Kalau
saja aku seorang kaum adam,
mungkin
aku tidak akan seperti ini,
Menunggu
datangnya pelangi sekalipun gerimis tidak berniat untuk turun.
Kalau
sudah seperti ini,
adakah
yang bisa menghentikanku untuk memanggilnya?
Saat sebuah rasa mulai
tumbuh disini, aku hanya mampu diam. Memendamnya, mengurungnya, menutupinya
lalu membiarkannya membakar rasaku hingga ke akar-akarnya. Menciptakan sebuah
sensasi tekanan luar biasa, lalu memaksaku untuk diam-diam tersiksa didalamnya.

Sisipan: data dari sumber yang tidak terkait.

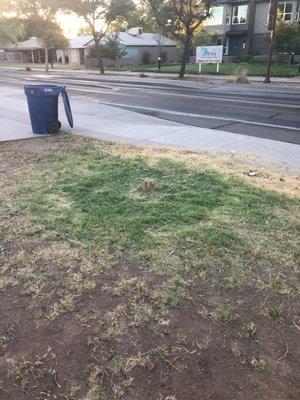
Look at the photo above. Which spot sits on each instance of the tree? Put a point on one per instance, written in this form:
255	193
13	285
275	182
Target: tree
99	15
11	30
180	19
287	37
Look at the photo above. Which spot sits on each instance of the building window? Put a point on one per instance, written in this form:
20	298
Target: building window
216	16
285	11
239	14
225	46
228	17
297	12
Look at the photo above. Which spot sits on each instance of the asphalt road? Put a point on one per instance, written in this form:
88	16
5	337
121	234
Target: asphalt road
271	113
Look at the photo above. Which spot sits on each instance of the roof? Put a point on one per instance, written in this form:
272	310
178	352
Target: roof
145	39
29	44
80	42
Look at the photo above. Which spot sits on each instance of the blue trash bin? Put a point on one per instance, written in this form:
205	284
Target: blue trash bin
43	107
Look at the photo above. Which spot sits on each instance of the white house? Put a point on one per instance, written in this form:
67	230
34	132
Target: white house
138	45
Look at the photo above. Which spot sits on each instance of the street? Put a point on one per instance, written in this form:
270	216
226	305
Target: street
265	112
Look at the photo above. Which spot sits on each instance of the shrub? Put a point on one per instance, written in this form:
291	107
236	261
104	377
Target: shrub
146	58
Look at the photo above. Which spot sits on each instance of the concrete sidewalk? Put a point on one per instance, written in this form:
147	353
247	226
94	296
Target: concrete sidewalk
93	119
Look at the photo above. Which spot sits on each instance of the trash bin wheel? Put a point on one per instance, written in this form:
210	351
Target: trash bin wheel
53	127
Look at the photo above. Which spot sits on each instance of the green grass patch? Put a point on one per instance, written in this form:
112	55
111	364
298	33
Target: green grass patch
254	69
123	283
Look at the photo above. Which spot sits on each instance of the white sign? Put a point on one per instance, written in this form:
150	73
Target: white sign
209	54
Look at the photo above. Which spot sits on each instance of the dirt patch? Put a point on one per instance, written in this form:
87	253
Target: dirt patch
95	319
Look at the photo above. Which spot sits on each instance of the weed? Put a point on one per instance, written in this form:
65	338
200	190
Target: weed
248	329
275	313
203	343
235	349
257	364
222	314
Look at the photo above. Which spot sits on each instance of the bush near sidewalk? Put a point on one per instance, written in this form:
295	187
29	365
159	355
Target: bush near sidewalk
113	289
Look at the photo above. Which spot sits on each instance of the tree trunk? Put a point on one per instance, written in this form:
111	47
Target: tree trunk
99	58
185	56
46	58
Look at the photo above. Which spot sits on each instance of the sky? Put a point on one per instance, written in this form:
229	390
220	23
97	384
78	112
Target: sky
70	24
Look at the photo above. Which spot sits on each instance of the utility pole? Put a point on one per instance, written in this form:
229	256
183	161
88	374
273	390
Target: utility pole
271	27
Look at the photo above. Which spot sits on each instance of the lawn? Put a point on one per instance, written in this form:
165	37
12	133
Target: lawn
255	69
185	291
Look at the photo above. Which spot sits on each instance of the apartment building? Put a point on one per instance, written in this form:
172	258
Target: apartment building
243	26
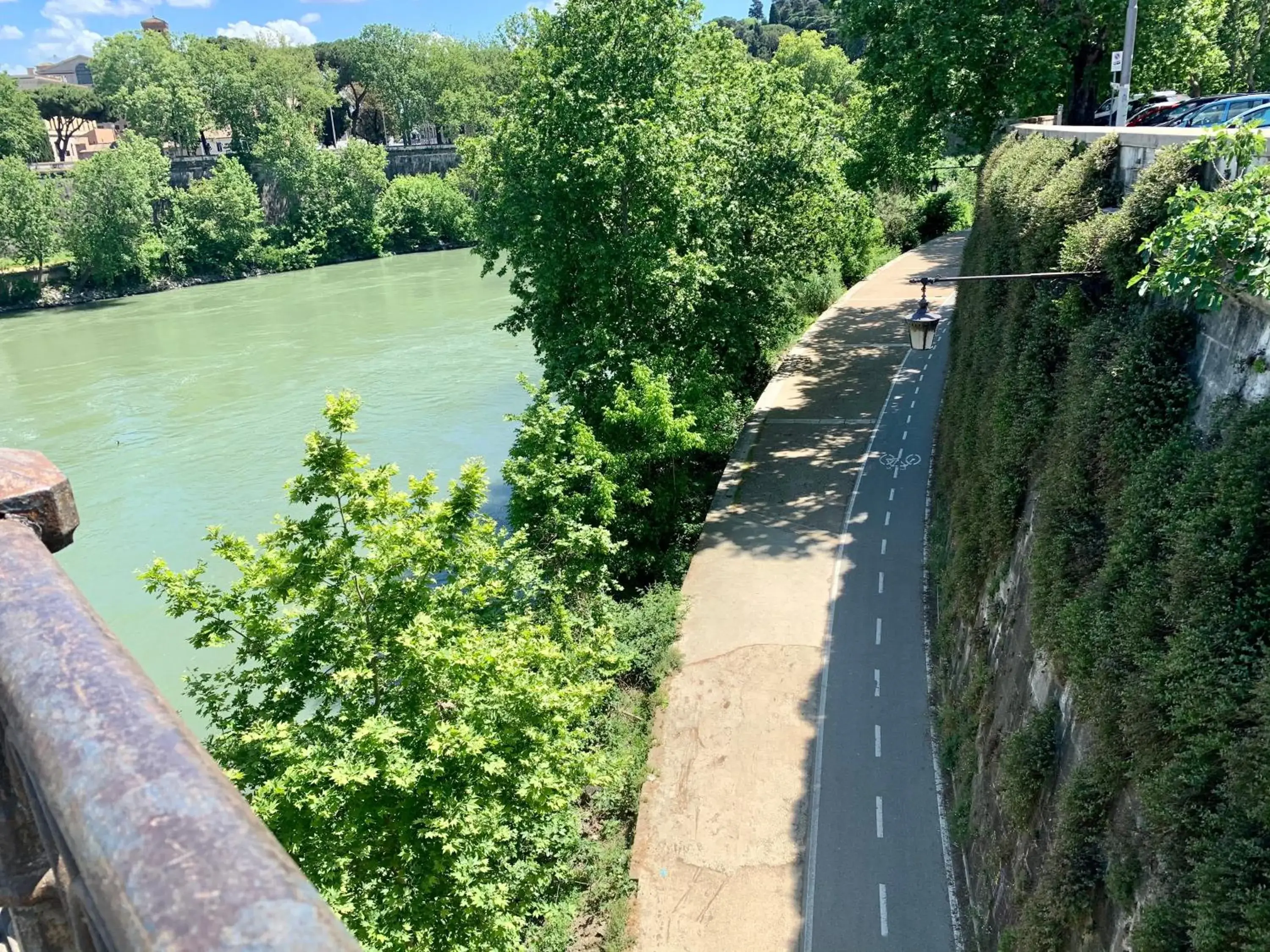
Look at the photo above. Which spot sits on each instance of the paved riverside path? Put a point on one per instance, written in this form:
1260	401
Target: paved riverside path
724	843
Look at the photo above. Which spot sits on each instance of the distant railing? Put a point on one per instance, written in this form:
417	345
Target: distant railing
119	833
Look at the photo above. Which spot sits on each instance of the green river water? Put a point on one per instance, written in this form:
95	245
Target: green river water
178	410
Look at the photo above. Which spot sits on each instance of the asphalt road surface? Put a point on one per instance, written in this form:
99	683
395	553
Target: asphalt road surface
877	865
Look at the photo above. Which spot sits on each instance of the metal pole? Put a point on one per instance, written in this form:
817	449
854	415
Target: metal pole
1131	31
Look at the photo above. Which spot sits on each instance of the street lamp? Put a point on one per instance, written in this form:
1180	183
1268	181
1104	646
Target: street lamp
922	324
925	322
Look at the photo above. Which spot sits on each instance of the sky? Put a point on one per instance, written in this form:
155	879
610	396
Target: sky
47	31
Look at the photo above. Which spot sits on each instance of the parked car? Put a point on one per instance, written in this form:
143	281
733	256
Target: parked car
1166	113
1260	116
1154	115
1220	111
1138	103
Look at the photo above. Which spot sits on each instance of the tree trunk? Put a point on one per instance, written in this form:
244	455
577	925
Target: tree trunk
1255	55
1082	97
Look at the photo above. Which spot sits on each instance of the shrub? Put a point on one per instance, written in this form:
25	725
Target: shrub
813	294
1149	569
323	198
18	291
111	217
939	214
218	223
422	212
647	629
31	214
901	219
402	701
1028	761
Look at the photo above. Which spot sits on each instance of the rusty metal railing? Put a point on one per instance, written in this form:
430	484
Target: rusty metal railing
119	833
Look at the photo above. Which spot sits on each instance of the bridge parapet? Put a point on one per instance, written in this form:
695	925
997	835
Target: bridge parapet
119	833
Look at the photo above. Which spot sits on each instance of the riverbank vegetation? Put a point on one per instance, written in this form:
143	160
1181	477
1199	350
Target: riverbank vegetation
315	205
1149	589
444	720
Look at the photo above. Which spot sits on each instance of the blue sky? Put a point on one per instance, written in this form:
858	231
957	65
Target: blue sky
40	31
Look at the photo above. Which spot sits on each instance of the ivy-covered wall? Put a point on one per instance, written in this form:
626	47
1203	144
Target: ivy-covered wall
1104	586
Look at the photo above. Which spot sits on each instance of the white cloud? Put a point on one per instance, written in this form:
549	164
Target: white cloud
94	8
275	32
66	36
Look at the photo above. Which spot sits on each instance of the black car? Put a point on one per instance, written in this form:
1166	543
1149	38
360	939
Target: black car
1218	111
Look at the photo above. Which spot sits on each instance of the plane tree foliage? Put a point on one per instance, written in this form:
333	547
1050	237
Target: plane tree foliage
422	80
31	214
246	84
111	220
404	697
22	134
148	80
218	224
656	193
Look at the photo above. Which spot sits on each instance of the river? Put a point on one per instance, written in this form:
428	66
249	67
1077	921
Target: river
183	409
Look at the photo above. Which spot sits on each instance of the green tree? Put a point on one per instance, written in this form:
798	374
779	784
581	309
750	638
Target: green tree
248	85
760	39
652	193
421	79
406	705
326	198
340	63
149	82
22	134
68	110
31	212
218	224
421	212
823	69
803	16
111	217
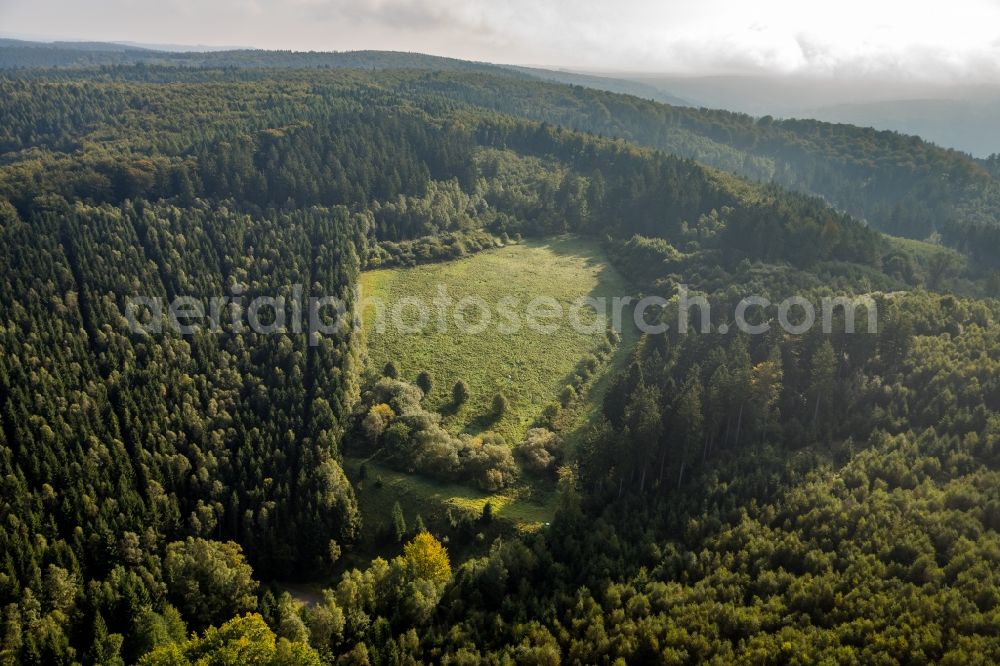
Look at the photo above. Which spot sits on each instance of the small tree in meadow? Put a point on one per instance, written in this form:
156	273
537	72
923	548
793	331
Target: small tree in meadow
460	393
500	405
425	382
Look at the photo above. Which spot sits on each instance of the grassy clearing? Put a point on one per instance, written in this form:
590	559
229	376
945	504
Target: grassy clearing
521	509
529	367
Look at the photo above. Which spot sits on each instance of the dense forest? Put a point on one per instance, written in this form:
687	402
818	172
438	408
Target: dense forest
754	499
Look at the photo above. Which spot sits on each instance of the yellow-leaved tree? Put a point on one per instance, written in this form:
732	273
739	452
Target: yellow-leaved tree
427	559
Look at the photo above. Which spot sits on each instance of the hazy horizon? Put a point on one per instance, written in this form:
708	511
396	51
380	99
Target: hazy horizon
851	41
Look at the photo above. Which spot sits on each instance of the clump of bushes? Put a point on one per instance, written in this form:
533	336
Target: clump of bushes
414	440
541	451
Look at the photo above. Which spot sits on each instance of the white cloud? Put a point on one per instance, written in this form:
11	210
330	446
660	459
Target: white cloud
960	40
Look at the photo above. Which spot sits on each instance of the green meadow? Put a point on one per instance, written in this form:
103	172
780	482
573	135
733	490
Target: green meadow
529	367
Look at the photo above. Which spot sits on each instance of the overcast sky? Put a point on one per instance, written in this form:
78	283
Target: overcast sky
945	41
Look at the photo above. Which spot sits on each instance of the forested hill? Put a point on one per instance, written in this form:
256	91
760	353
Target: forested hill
833	497
900	184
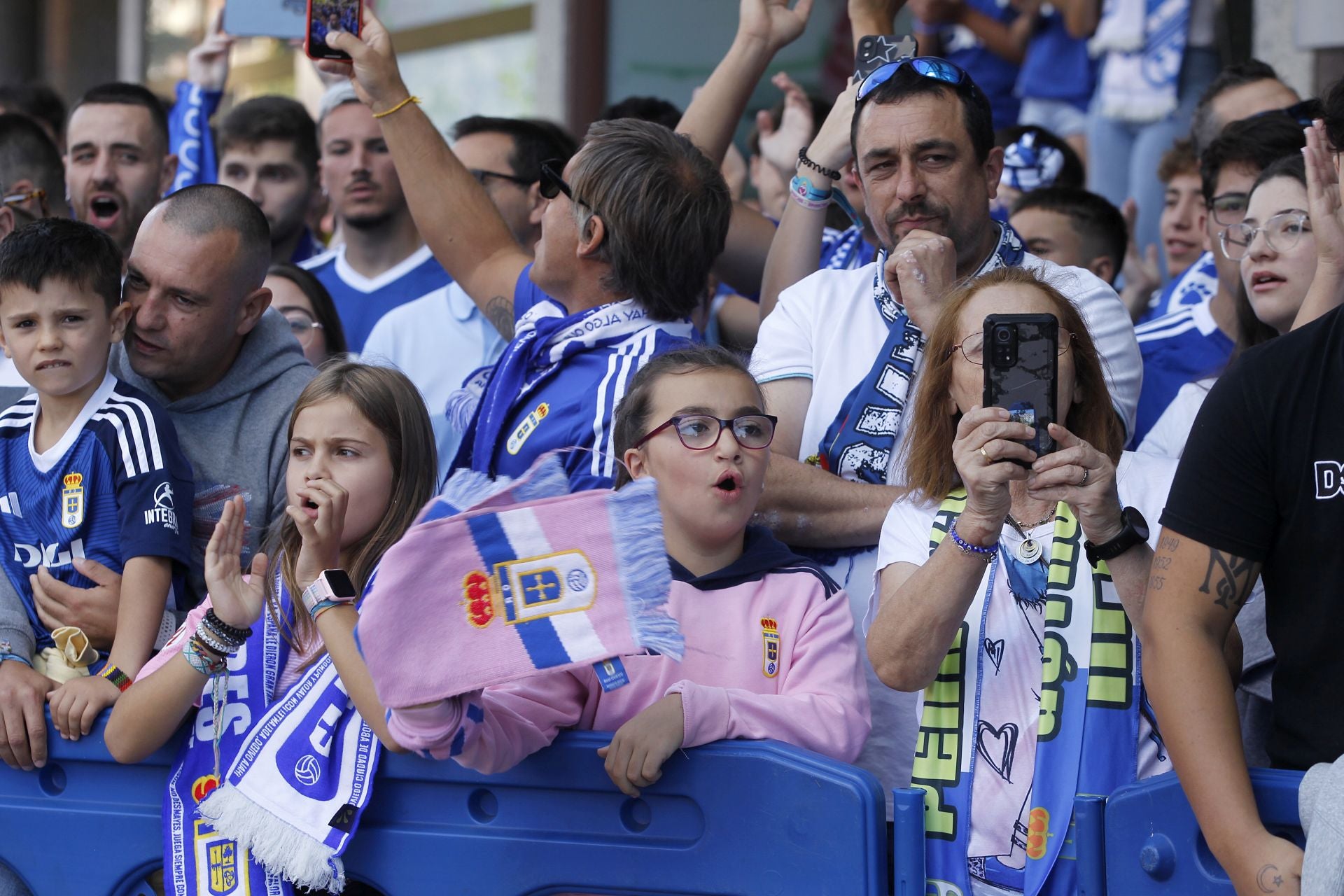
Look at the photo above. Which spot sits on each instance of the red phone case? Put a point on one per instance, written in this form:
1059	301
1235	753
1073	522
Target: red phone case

Kalau sudah begini, aku harus bagaimana?
Menciptakan medan
magnet yang mampu menarik kutub positifnya? Ah, tidak. Aku bukan kaum hawa yang
mahir merayu. Lantas? Diam tanpa berbuat apa-apa? Astaga, tidak. Kurasa hal ini
tidak berguna sama sekali. Lalu, apa yang harus aku lakukan?
Menunggu. Ya, kurasa
itu adalah jawaban tunggal. Tidak ada option lain disini. Ini bukan multiple
choice. Bukankah kaum hawa diciptakan hanya untuk menunggu dan menjawab
tiupan dari sang adam?
Ya, mungkin memang
begitu adanya. Tapi, bagaimana jika sang pelangi tak juga muncul ? Haruskah aku
menyaksikan titik-titik gerimis itu menjadi hujan? Jika iya, apa yang bisa
kulakukan untuk merubahnya?
Sudahlah, biarkan saja.
Biarkan ia melunturkan butir-butir air mata didalamnya, melarutkan kekecewaan
bersamanya, dan membiarkan segumpal rasa cinta itu meluruh dengan sendirinya.
Cinta? Apakah benar
jika rasa itu kusebut sebagai cinta? Ah, tidak. Kurasa bukan. Kalimat itu
terlalu saru untuk kuucapkan. Aku hanyalah seorang dari ribuan kaum hawa yang
masih menata nafasnya secara horizontal. Lalu, jika bukan cinta lantas apa
namanya?
Entahlah,
akupun tidak tahu. Bagaimana menurutmu?